After this publication, Nicolls opened a circulating library at Dundee, and in 1836 became editor of the Leeds Times. Additionally, he was a member of the provisional committee of the Leeds Working Men's Association and of the Leeds Radical Association. While in Dundee, he took on a work partner, a local tradesman who was also in desperate need of money. Robert realized that this partnership was a poor choice since the library business could barely sustain one person, let alone two. In 1836, Robert gave the business over to his partner completely. As he had left the business without gaining anything, his losses concerned his mother, who was in a great measure responsible for his ambitions.

In the midst of a frigid winter and worsening health, on 9 December 1836, Robert Nicoll married Alice Griffiths Suter (or Soutar), the niece of Mr. Peter Brown, editor of the Dundee Advertiser in Dundee. Though the marriage was happy, the couple were under immense financial stress to pay off Nicoll's debts, support themselves, and care for Alice's mother, Mrs. Suter, who came to live with them.

=== Illness and death ===
Espousing pronounced Radical opinions, Nicoll overtaxed his slender physical resources in electioneering work for Sir William Molesworth in the summer of 1837. Due to the stress and pure exhaustion of the election, he was obliged to resign his successful editorship due to his decreasing health. His final letter to his mother dated 13 September 1837 admits the severity of his illness and explains that he did not tell her because he knew it would keep her unsettled.

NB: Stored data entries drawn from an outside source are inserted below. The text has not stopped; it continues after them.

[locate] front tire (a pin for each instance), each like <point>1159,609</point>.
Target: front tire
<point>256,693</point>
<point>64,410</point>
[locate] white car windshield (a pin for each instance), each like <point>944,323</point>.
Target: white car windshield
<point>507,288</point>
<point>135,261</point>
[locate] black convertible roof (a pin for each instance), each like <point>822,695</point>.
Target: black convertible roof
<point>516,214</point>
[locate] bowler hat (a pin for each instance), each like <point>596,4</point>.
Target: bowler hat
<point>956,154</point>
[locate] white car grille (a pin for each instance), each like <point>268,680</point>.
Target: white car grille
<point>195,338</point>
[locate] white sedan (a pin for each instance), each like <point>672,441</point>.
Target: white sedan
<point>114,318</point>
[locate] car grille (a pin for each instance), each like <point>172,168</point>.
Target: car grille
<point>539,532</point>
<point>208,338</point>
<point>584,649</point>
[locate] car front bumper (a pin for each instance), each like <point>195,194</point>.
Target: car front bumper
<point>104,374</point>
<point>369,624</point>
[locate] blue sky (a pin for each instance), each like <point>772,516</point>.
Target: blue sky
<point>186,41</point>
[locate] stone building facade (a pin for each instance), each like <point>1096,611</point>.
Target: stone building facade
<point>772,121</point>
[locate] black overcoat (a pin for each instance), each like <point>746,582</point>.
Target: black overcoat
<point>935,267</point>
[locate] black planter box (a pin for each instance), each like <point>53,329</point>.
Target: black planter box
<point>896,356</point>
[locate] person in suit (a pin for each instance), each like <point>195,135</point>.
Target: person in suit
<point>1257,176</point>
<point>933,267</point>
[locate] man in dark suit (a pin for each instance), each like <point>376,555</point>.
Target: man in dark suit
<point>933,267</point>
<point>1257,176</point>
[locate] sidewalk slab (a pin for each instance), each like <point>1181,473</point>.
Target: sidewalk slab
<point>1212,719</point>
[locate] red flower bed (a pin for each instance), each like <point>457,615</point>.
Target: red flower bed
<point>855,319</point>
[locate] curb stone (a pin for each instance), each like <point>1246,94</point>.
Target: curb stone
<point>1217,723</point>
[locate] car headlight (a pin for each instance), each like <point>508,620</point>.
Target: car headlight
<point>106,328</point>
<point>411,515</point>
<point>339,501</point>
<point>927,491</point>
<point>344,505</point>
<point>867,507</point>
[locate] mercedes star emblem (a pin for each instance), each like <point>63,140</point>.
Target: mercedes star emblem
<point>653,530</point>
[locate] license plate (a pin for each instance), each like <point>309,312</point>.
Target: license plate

His appetite lessened due to his medications, accelerating the conclusion of his prolonged decline. He died on December 7, 1837, at the house of his friend William Tait, at Trinity, near Edinburgh, after a long battle with an illness caused by stress, exhaustion and lack of proper appetite and rest.

In 1844, the second edition of Poems and Lyrics appeared with an anonymous memoir of the author by Christian Isobel Johnstone. An appreciation of Nicoll's character and his poetry was included in Charles Kingsley's article on Burns and his School in the North British Review for November 1851. In 1884, Peter Robert Drummond wrote a detailed autobiography entitled, Life of Robert Nicoll, Poet. The poem "We are Lowly" was set to music by Sophia Dobson Colett.